After

HANOVER IS BEHIND ME, and I’m heading for Osnabrück. Only silence coming from the trunk. I stink. I’m lonely. I wish a tire would burst, the car would overturn, and everything would come to an end. I’m lonely, and I’m also cowardly. I don’t know what I’m really doing here. It’s up to me. It’s all up to me. Too much responsibility, too many decisions. I would only have to drive to the edge of the road. I could hold his nose shut. I could soak him in gasoline. I could throttle him or drop the jack on his head until he stopped moving. I’ve played it all out in my mind. Dragged him out of the car and pushed him into the highway. Thrown him from bridges. Laid him down in front of the car. Extinguished him.

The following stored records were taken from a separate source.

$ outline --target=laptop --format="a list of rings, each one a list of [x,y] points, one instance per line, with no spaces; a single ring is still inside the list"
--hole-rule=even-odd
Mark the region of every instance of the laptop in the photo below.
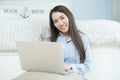
[[[68,74],[64,69],[61,44],[57,42],[16,42],[23,70]]]

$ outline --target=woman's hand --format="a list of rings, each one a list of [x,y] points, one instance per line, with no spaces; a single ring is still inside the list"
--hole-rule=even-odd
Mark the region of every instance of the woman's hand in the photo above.
[[[64,64],[64,69],[65,70],[71,70],[72,66],[70,64]]]

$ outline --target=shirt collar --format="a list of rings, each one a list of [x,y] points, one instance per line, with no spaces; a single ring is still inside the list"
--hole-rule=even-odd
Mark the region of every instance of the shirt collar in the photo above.
[[[62,34],[61,32],[59,32],[59,36],[66,41],[65,37],[63,36],[63,34]],[[71,41],[72,41],[72,39],[71,39],[71,37],[70,37],[66,42],[69,43],[69,42],[71,42]]]

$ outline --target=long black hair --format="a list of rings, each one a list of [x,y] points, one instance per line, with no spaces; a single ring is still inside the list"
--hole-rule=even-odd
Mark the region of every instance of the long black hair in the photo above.
[[[79,55],[80,55],[80,63],[83,63],[85,61],[85,50],[84,50],[84,45],[83,41],[80,37],[79,30],[77,29],[77,26],[75,24],[74,16],[71,13],[71,11],[63,6],[63,5],[58,5],[55,6],[51,11],[49,15],[49,22],[50,22],[50,33],[51,33],[51,38],[50,40],[52,42],[56,42],[57,37],[59,36],[59,30],[54,26],[53,20],[52,20],[52,13],[53,12],[62,12],[64,13],[68,19],[69,19],[69,30],[68,33],[77,48]]]

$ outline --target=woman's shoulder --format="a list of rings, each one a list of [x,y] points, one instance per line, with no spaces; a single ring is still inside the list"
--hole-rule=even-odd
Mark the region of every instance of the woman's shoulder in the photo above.
[[[85,33],[79,32],[79,35],[81,38],[88,38],[88,36]]]
[[[89,42],[89,38],[85,33],[79,33],[83,43]]]
[[[90,45],[90,40],[89,40],[88,36],[84,33],[80,33],[80,36],[81,36],[81,39],[83,41],[84,48],[86,50],[87,47],[89,47],[89,45]]]

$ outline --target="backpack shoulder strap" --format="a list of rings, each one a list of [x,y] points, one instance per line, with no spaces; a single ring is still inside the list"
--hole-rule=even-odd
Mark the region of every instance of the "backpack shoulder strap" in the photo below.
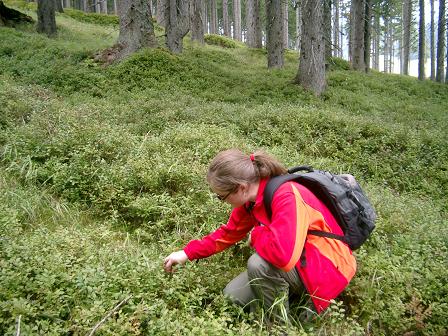
[[[310,166],[298,166],[291,169],[288,169],[288,174],[285,175],[279,175],[272,177],[268,183],[266,184],[266,187],[264,189],[263,194],[263,203],[264,208],[266,209],[266,214],[268,215],[268,218],[270,219],[272,217],[272,198],[274,197],[275,192],[277,189],[285,182],[288,181],[294,181],[299,178],[300,175],[294,174],[298,171],[313,171],[313,168]]]

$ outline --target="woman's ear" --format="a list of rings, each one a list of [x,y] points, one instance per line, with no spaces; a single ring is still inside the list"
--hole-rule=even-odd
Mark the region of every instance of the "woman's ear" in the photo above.
[[[248,183],[242,183],[242,184],[240,184],[239,189],[241,189],[243,194],[247,194],[249,192],[249,184]]]

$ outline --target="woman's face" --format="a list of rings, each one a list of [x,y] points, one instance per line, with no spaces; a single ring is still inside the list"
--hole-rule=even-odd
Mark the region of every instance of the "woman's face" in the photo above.
[[[218,196],[218,199],[220,199],[221,201],[230,204],[232,208],[238,208],[249,201],[247,188],[248,187],[246,185],[240,185],[233,192],[227,192],[227,193],[215,192],[215,193]]]

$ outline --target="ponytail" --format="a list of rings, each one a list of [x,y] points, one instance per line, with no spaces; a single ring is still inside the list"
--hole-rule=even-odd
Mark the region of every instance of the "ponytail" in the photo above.
[[[210,163],[207,182],[212,189],[231,192],[244,183],[283,175],[287,171],[274,157],[262,150],[244,154],[238,149],[218,153]]]

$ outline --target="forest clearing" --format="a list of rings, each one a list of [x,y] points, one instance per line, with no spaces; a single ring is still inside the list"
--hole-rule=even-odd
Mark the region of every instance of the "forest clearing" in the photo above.
[[[205,180],[227,148],[349,172],[378,215],[350,285],[312,322],[292,306],[288,335],[447,334],[446,83],[332,57],[317,96],[295,51],[268,69],[265,49],[187,35],[175,54],[156,23],[158,48],[106,66],[116,16],[56,23],[52,38],[0,27],[0,334],[281,335],[222,294],[246,240],[163,271],[227,221]]]

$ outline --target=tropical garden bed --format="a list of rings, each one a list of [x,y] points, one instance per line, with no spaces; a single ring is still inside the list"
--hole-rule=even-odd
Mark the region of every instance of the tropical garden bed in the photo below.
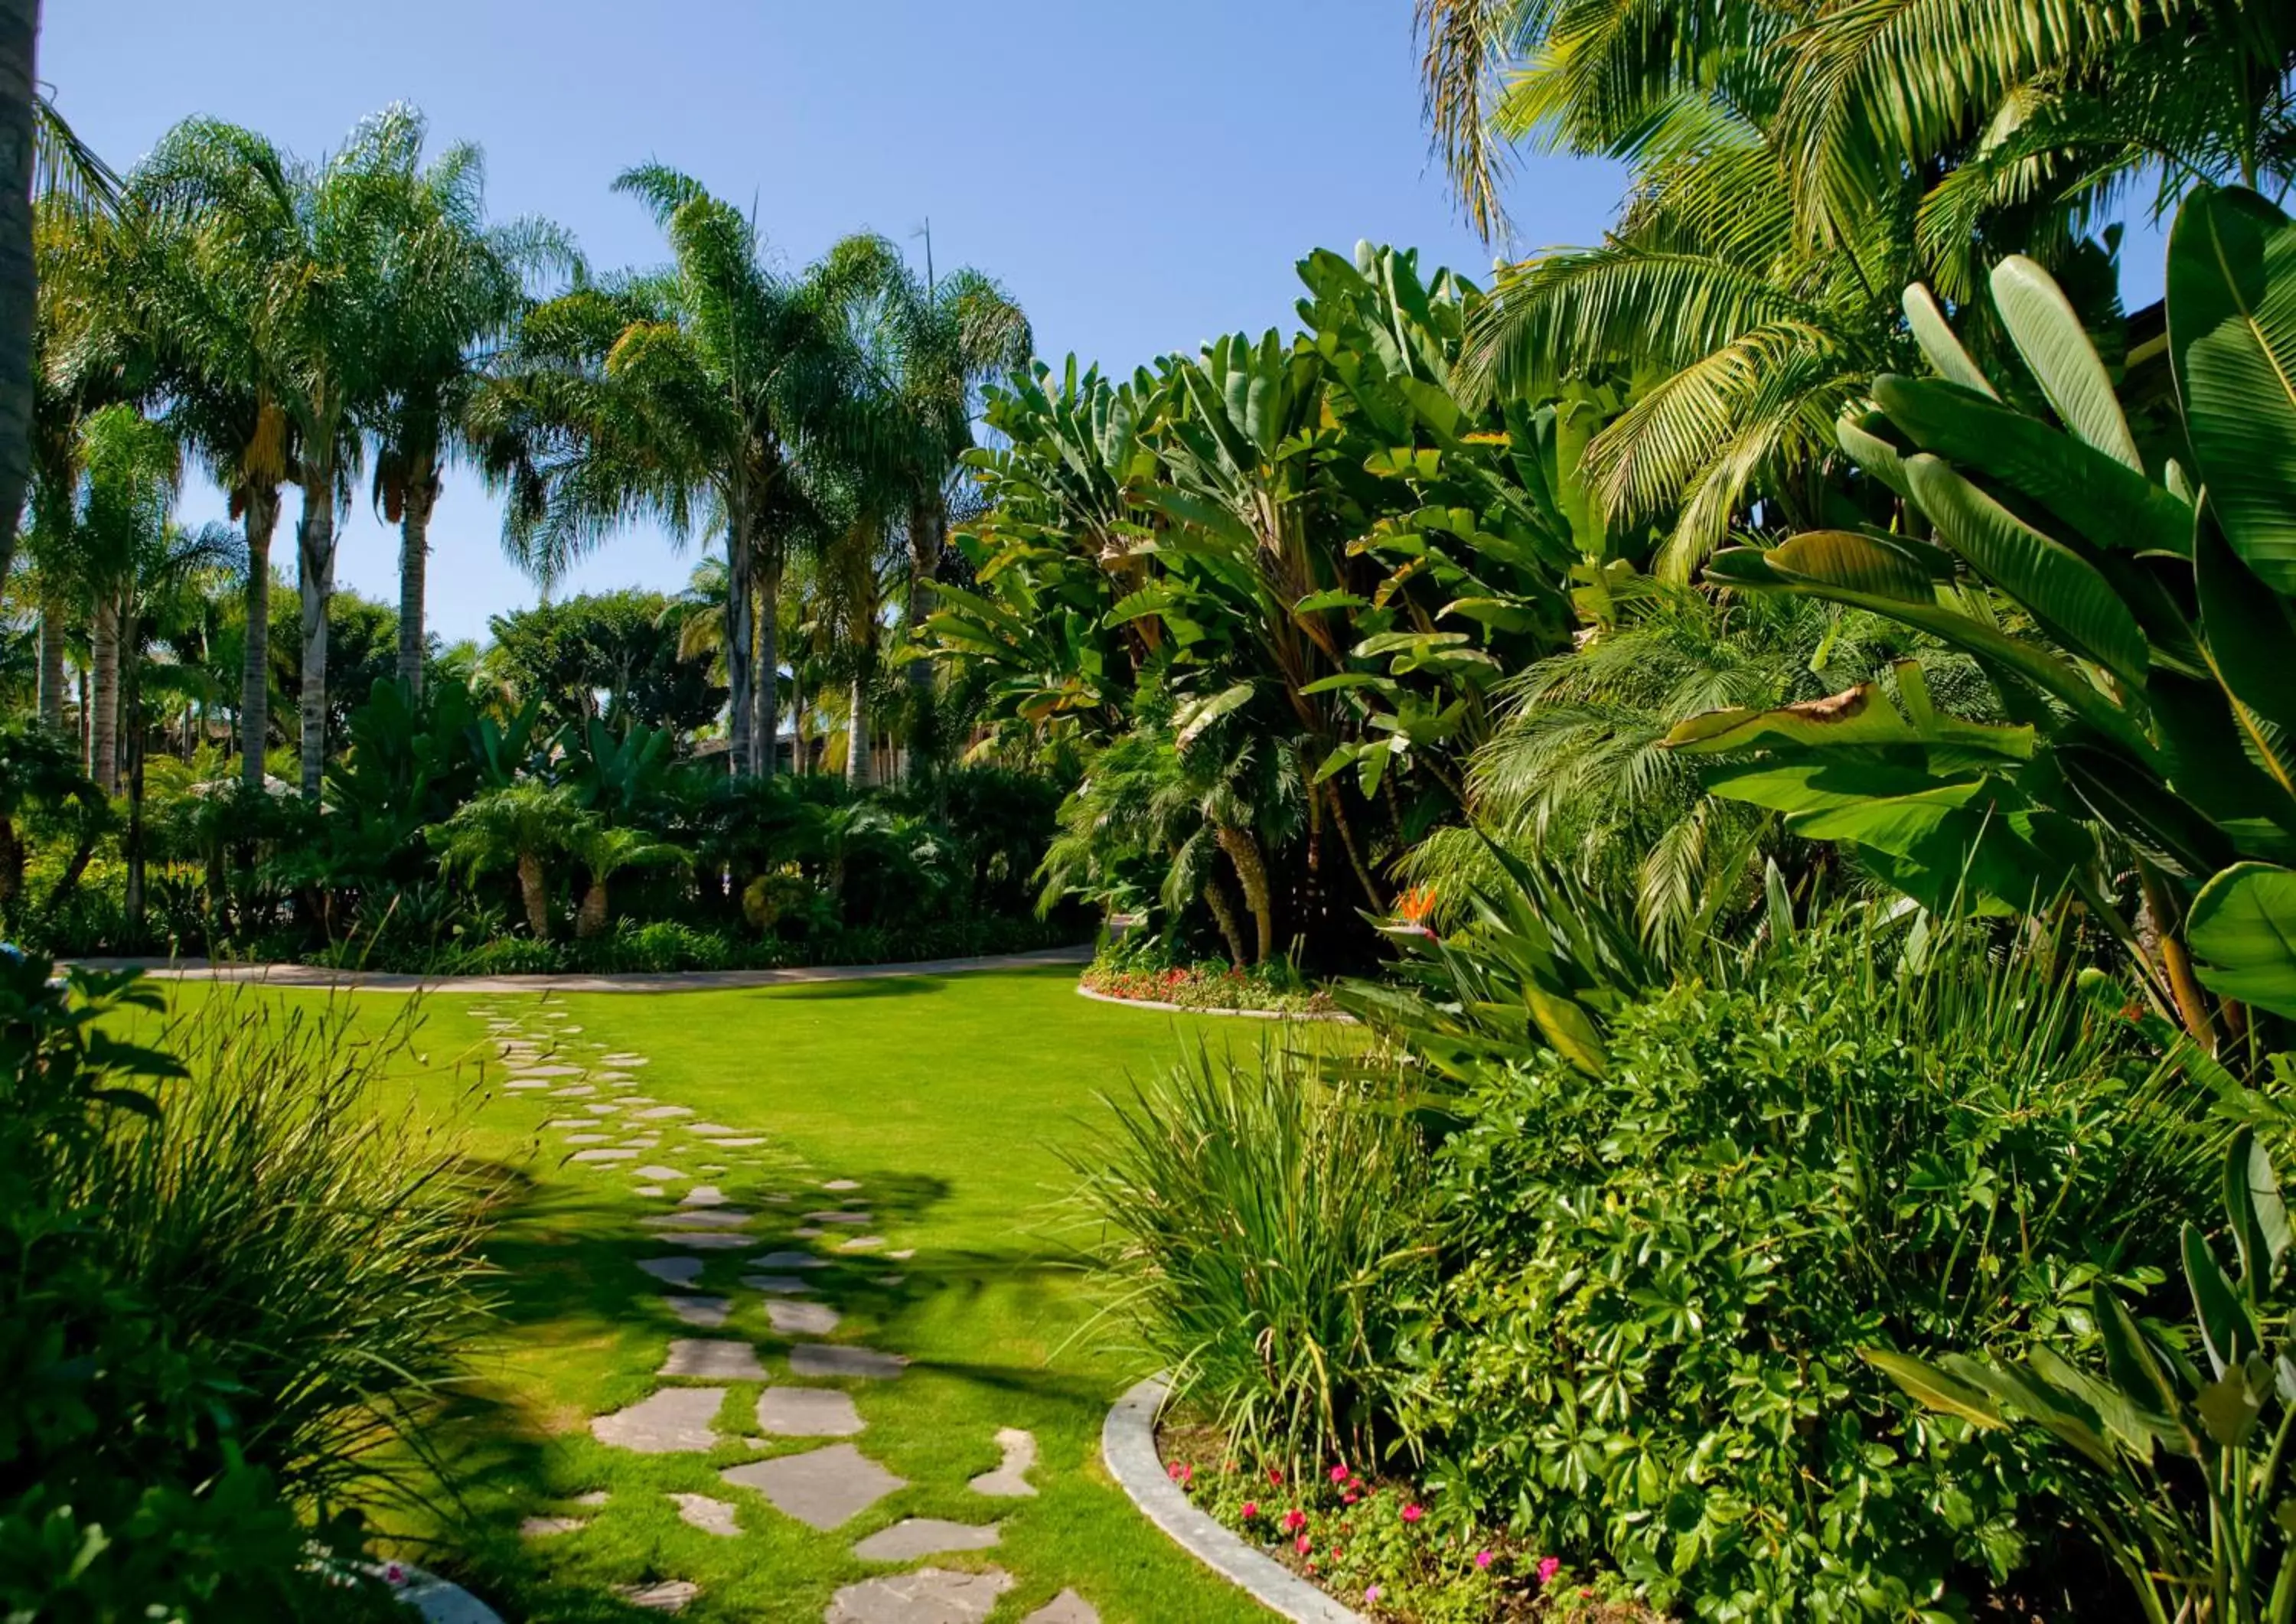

I already let him talk to me. Even though I thought I was immune to it, I want to hear his story. He speaks, I listen, and as soon as I’ve had enough, he gets the tape back over his mouth and I drive on. I recognize the lies. But I don’t know. He’s told me four stories so far. He’s everything, he’s nothing, in his fear he reinvents. I’m waiting for the moment when it clicks and I can see through him. I don’t want all the things that have happened to look like a big coincidence. I hate coincidences. But that’s exactly what he makes it look like. One great big damned coincidence. I don’t want my friends’ lives to be left to chance. I’d rather kill a handful of gods. Or the one God, if he dared to antagonize me.